The result has a MultiIndex with (known_time, valid_time) to show both when the forecast was made and what it applies to.

Example: Analyzing forecast revisions:

# Insert multiple forecast revisions
base_time = datetime(2025, 1, 1, tzinfo=timezone.utc)

for i in range(4):
    known_time = base_time + timedelta(days=i)
    times = [known_time + timedelta(hours=j) for j in range(72)]

    df = pd.DataFrame({
        "valid_time": times,
        "value": [100.0 + i*10 for _ in range(72)]
    })

    td.series("power").insert(df, known_time=known_time)

# Read all revisions
df_all = td.series("power").read(
    start_valid=base_time,
    end_valid=base_time + timedelta(days=5),
    versions=True
)

Getting Series Metadata

List unique label values and count series in a collection:

collection = td.series("wind_power").where(site="Gotland")

# Count matching series
num_series = collection.count()  # Returns: 3

# List all unique values for a label
turbines = collection.list_labels("turbine")  # Returns: ["T01", "T02", "T03"]

# Filter progressively
t01_collection = collection.where(turbine="T01")

Updating Records

Update records for both flat and overlapping series. Flat series are updated in-place, while overlapping series create new versions with known_time=now():

updates = [
    {
        "valid_time": datetime(2025, 1, 1, 12, 0, tzinfo=timezone.utc),
        "value": 150.0,
        "annotation": "Manually corrected",
        "tags": ["reviewed"],
    }
]

result = td.series("wind_forecast").where(site="offshore_1").update_records(updates)

For collections matching a single series, series_id is optional. For multiple series, include it:

# For multi-series collection
updates = [
    {
        "series_id": 123,
        "valid_time": datetime(...),
        "value": 150.0,
    }
]

result = td.series("wind_power").where(site="Gotland").update_records(updates)
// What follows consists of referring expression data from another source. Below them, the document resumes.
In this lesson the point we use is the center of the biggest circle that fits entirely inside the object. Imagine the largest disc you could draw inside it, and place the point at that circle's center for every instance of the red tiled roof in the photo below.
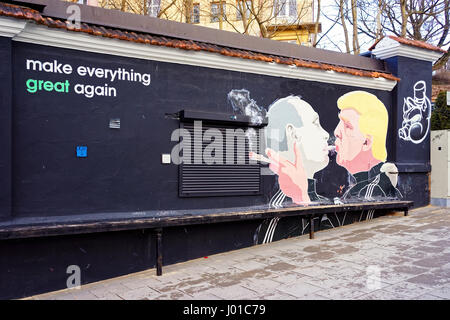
(413, 43)
(19, 12)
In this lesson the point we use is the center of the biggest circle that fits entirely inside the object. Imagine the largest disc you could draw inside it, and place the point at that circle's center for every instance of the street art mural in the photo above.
(416, 115)
(297, 147)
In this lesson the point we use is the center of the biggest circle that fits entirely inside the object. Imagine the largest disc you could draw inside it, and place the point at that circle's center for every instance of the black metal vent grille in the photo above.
(240, 178)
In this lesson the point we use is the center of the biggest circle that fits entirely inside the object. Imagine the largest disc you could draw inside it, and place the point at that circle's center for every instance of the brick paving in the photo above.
(391, 257)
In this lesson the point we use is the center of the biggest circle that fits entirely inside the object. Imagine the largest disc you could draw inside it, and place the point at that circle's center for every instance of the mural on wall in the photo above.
(416, 115)
(297, 147)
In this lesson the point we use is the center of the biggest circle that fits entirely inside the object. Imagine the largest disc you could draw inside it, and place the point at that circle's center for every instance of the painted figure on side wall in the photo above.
(294, 131)
(416, 115)
(297, 149)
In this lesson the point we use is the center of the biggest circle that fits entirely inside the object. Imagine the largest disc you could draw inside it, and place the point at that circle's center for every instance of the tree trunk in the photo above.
(404, 17)
(344, 26)
(379, 10)
(316, 25)
(355, 28)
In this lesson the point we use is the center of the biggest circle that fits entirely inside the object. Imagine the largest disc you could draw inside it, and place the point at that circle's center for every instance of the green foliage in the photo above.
(440, 117)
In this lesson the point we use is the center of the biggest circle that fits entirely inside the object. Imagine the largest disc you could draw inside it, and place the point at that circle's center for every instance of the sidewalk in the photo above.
(391, 257)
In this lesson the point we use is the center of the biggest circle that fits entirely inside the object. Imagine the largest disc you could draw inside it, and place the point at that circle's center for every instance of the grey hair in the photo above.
(281, 113)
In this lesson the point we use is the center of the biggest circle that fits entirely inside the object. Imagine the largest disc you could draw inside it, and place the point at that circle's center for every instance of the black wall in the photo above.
(42, 176)
(123, 170)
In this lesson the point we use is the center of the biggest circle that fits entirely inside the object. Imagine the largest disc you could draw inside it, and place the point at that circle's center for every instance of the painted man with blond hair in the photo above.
(360, 147)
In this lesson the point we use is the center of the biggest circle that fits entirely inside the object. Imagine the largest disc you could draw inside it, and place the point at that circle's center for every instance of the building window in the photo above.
(285, 8)
(153, 7)
(243, 6)
(195, 18)
(218, 10)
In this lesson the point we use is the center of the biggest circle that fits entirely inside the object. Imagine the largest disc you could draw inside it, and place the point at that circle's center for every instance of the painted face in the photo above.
(312, 138)
(349, 139)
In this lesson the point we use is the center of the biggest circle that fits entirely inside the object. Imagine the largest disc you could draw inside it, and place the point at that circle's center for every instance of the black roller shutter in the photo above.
(240, 178)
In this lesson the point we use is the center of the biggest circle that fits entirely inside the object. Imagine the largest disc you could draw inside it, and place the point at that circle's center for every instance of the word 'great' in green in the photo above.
(38, 85)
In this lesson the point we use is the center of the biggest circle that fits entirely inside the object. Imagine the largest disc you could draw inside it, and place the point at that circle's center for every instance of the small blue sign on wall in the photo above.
(81, 151)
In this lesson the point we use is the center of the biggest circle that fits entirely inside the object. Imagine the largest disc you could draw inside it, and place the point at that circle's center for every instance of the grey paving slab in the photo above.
(391, 257)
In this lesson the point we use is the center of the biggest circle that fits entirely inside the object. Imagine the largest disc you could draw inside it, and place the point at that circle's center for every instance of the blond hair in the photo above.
(373, 118)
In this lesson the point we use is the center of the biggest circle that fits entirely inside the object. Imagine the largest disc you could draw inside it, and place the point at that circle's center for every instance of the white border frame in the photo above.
(30, 32)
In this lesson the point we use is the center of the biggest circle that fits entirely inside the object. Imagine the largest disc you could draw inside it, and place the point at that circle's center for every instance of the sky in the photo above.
(334, 39)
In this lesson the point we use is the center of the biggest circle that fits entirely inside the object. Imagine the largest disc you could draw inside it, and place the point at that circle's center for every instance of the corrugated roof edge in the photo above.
(161, 27)
(412, 43)
(15, 11)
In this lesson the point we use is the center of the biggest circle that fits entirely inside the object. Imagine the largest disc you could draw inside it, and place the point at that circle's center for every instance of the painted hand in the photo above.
(291, 176)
The function returns a list of updated records:

[
    {
        "series_id": 123,
        "valid_time": datetime(...),
        "value": 150.0,
        ...
    },
    ...
]

For overlapping series, the system creates a new version with the current known_time. You can target specific versions by including:

  • known_time: Target a specific version

  • batch_id: Target records from a specific batch

Tri-state field semantics:

  • Omit a field: Leave it unchanged

  • Set to None: Explicitly clear the field

  • Set to a value: Update to that value

Example:

# Clear annotation, update value, leave tags unchanged
result = td.series("power").update_records([
    {
        "valid_time": datetime(2025, 1, 1, 12, 0, tzinfo=timezone.utc),
        "value": 200.0,
        "annotation": None,
    }
])

Error Handling

Common errors and how to handle them:

from timedb import IncompatibleUnitError

try:
    td.create()
except Exception as e:
    print(f"Schema creation failed: {e}")

try:
    result = td.series("power").insert(df)
except ValueError as e:
    if "No series found" in str(e):
        print("Series doesn't exist. Create it first with td.create_series()")
    elif "does not exist" in str(e):
        print("Tables not created. Run td.create() first.")
    else:
        raise
except IncompatibleUnitError as e:
    print(f"Unit mismatch: {e}")

Key exceptions:

  • ValueError: Series not found, DataFrame format invalid, or schema not created

  • IncompatibleUnitError: Unit conversion failed due to dimensionality mismatch

Best Practices

  1. Always use timezone-aware datetimes: All time columns must have UTC timezone

    from datetime import datetime, timezone
    dt = datetime(2025, 1, 1, 12, 0, tzinfo=timezone.utc)  # Good
    dt = datetime(2025, 1, 1, 12, 0)  # Raises error
    
  2. Create schema first: Always run td.create() before inserting data

  3. Create series before inserting: Use td.create_series() before td.series().insert()

  4. Use labels for filtering: Organize data with meaningful labels for easy retrieval

    td.create_series(
        name="wind_power",
        unit="MW",
        labels={"site": "Gotland", "turbine": "T01"}
    )
    
  5. Use known_time for versioning: For overlapping series, always set known_time to indicate when data was created

    td.series("forecast").insert(
        df=df,
        known_time=datetime(2025, 1, 1, 12, 0, tzinfo=timezone.utc)
    )
    
  6. Use workflow_id for tracking: Tag data with meaningful workflow IDs to track data sources

    td.series("power").insert(
        df=df,
        workflow_id="forecast-v2"
    )
    

Complete Example

A complete workflow from setup to analysis:

from timedb import TimeDataClient
import pandas as pd
from datetime import datetime, timezone, timedelta

# 1. Create client and schema
td = TimeDataClient()
td.delete()  # Clean slate
td.create()

# 2. Create series with metadata
td.create_series(
    name="wind_power",
    unit="MW",
    labels={"site": "Gotland", "type": "offshore"},
    overlapping=True,  # Versioned forecasts
    retention="medium"
)

# 3. Insert forecast data
base_time = datetime(2025, 1, 1, tzinfo=timezone.utc)
times = [base_time + timedelta(hours=i) for i in range(24)]

df = pd.DataFrame({
    "valid_time": times,
    "value": [100.0 + i * 2 for i in range(24)]
})

result = td.series("wind_power").where(site="Gotland").insert(
    df=df,
    known_time=base_time,
    workflow_id="forecast-run-1"
)

# 4. Insert revised forecast (6 hours later)
revised_time = base_time + timedelta(hours=6)
df_revised = pd.DataFrame({
    "valid_time": times,
    "value": [105.0 + i * 2 for i in range(24)]
})

td.series("wind_power").where(site="Gotland").insert(
    df=df_revised,
    known_time=revised_time,
    workflow_id="forecast-run-1"
)

# 5. Read latest forecast
df_latest = td.series("wind_power").where(site="Gotland").read()
print(df_latest.head())

# 6. Read all forecast revisions for analysis
df_versions = td.series("wind_power").where(site="Gotland").read(versions=True)
print(f"Total revisions: {df_versions.index.get_level_values(0).nunique()}")